To miejsce zwraca na siebie uwagę swoją witryną, która wyróżnia się wśród odrestaurowanych kamienic. „Stylowe lampy", głosi duży napis nad brązowymi drzwiami. Od razu widać, że czas się tutaj zatrzymał. W końcu indywidualne zakłady rzemieślnicze to dziś rzadkość, ale i gratka dla miłośników Szczecina.
Lech Turkowski, właściciel sklepu z lampami, również nie może narzekać na brak zainteresowania. W ostatnim czasie, na fali odkrywania szczecińskich rzemieślników i poszukiwania lokalnej tożsamości, odwiedzają go dziennikarze, miejscy aktywiści, przychodzą wycieczki. Z wizytą był nawet prezydent Piotr Krzystek.

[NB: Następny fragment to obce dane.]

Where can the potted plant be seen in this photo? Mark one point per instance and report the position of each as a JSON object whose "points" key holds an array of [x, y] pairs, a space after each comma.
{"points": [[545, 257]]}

W trakcie rozmowy powtarza, że jest już trochę zmęczony tymi ciągłymi odwiedzinami, mimo to zaprasza na wizytę. Ta okazuje się niesamowitą podróżą w przeszłość. Lech Turkowski lubi opowiadać o swoim ojcu, powojennych losach zakładu, o sobie - o tym, jak przyszedł na świat w warsztacie, któremu poświęcił całe życie.
Początek
Opowieść zaczyna od początku, czyli historii swojego ojca, Stanisława Turkowskiego. Zakład i sklep ze stylowymi lampami jest najstarszym,
...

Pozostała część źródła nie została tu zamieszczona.